Mémoire de syndicaliste par ( Jamal Berraoui )
Il a connu Benseddik, Abderrazak, il a pratiqué Moukharik, Karfa, c’est un ancien de l’UMT, du syndicalisme marocain. Son discours désarçonne, il a la haine des petits patrons à la marocaine. « Les pires, ce sont ceux qui viennent de rien, self-made man au Maroc, cela veut dire voleur, corrupteur, exploiteur ».
Il n’est pas facile de tenter de le raisonner, il a 50.000 anecdotes à raconter, en appui de sa thèse. « Ceux qui sont d’extraction populaire sont les pires patrons, ils considèrent que les salaires qu’ils paient sont des prébendes, d’ailleurs, ils menacent toujours leurs salariés, alors que ce sont les travailleurs qui créent la richesse ».

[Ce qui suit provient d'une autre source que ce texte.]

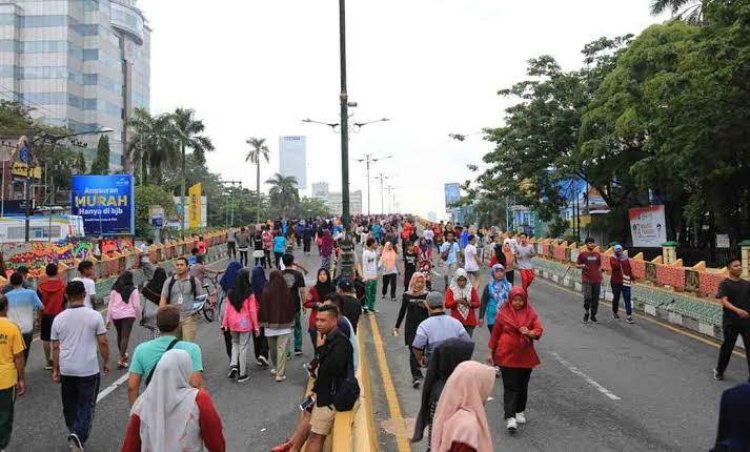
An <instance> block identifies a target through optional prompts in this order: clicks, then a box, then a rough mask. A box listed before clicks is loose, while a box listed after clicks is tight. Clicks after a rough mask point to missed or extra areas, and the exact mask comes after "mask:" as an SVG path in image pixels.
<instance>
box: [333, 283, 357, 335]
mask: <svg viewBox="0 0 750 452" xmlns="http://www.w3.org/2000/svg"><path fill="white" fill-rule="evenodd" d="M338 287H339V294H341V297H342V303H341V313H342V314H343V315H344V317H346V318H347V319H349V323H351V324H352V328H354V333H355V334H356V333H357V324H358V323H359V316H360V315H361V314H362V303H360V302H359V299H357V292H356V291H355V290H354V283H352V281H351V280H350V279H349V278H341V280H339V283H338Z"/></svg>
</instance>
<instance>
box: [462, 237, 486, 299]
mask: <svg viewBox="0 0 750 452" xmlns="http://www.w3.org/2000/svg"><path fill="white" fill-rule="evenodd" d="M481 265H482V261H481V260H480V259H479V252H478V251H477V236H475V235H474V234H471V235H470V236H469V244H468V245H466V248H464V270H466V273H468V274H469V278H471V283H472V285H473V286H474V287H478V284H479V267H481Z"/></svg>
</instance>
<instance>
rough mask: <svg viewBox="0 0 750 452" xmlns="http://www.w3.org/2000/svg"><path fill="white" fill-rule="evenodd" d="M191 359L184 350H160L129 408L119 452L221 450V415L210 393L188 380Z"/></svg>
mask: <svg viewBox="0 0 750 452" xmlns="http://www.w3.org/2000/svg"><path fill="white" fill-rule="evenodd" d="M191 363H192V361H191V360H190V355H189V354H188V353H187V352H186V351H184V350H176V349H172V350H169V351H167V352H166V353H164V355H162V357H161V359H160V360H159V362H158V364H157V365H156V370H155V371H154V376H153V378H152V379H151V383H150V384H149V385H148V387H147V388H146V390H145V391H144V392H143V394H141V395H140V397H138V400H136V402H135V404H134V405H133V409H132V410H131V411H130V419H129V421H128V427H127V431H126V433H125V443H124V444H123V446H122V452H141V451H149V452H172V451H178V450H204V449H205V450H208V451H209V452H224V451H225V450H226V444H225V442H224V432H223V426H222V423H221V417H219V413H218V412H217V411H216V407H215V406H214V402H213V400H212V399H211V396H209V395H208V393H207V392H206V391H205V390H204V389H195V388H193V387H192V386H190V383H189V382H188V380H189V378H190V373H191V366H192V364H191Z"/></svg>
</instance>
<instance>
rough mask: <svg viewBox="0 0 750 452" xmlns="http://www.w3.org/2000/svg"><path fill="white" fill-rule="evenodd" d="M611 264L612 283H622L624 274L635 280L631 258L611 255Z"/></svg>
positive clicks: (610, 263) (631, 280)
mask: <svg viewBox="0 0 750 452" xmlns="http://www.w3.org/2000/svg"><path fill="white" fill-rule="evenodd" d="M609 266H610V267H611V268H612V278H611V279H610V282H611V283H612V284H622V283H623V275H625V276H627V277H629V278H630V280H631V281H632V280H633V269H632V268H630V259H620V258H618V257H617V256H610V258H609Z"/></svg>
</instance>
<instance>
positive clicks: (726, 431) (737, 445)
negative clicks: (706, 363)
mask: <svg viewBox="0 0 750 452" xmlns="http://www.w3.org/2000/svg"><path fill="white" fill-rule="evenodd" d="M748 413H750V383H743V384H741V385H739V386H735V387H733V388H729V389H727V390H726V391H724V394H722V396H721V406H720V408H719V431H718V432H717V434H716V445H715V446H714V448H713V449H711V452H735V451H736V452H740V451H748V450H750V416H748V415H747V414H748Z"/></svg>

C’est un syndicaliste de la vieille école, un peu marxiste sur les bords. De son expérience, il tire des conclusions qu’il refuse de juger discutables. « Il n’y a aucun problème avec les grandes entreprises. Une grève leur coûte cher, donc elles négocient ». Il en veut pour preuve que les secteurs où l’UMT a réussi à imposer des conventions collectives sont ceux où les entreprises sont de taille importante.
Sa haine pour les PME reprend vite le dessus. « Tu as déjà vu Karim Lamrani donner 100 dh pour un papier ? Les arrivistes eux entretiennent la corruption, juste pour ne pas faire la guerre, parce que « Monsieur » se croit important ! ».
C’est un syndicaliste, donc on lui rappelle que c’est quand même le tissu des PME qui crée de l’emploi et que son rôle dans la stabilité sociale est important. « C’est une situation de rente, parmi les autres, ils volent les impôts et sucent leurs salariés au nom de l’emploi créé » réagit-il en un quart de tour.
Après une heure de discussion, on a envie de le voir se poser, se calmer, sortir du ressentiment, alors on change de sujet. Pas pour longtemps parce qu’il y revient par le biais. « Ce café où nous sommes appartenait à un français, tous les garçons avaient la CNSS, depuis la marocanisation regarde leur misère ». Il dit préférer le retour en masse des européens parce qu’ils respectent les travailleurs et leurs droits ».
Soixante ans de syndicalisme pour arriver à cette amertume, cela interpelle. Sa réponse à la question est importante. « Un patron capitaliste cherche à créer de la valeur, à consolider son entreprise, le marocain à avoir les moyens de consommer, surtout quand il a été misérable ». Triste bilan, mais à méditer, parce qu’il traduit, un peu, les relations sociales au sein des PME. C’est un vrai problème qui attise les tensions.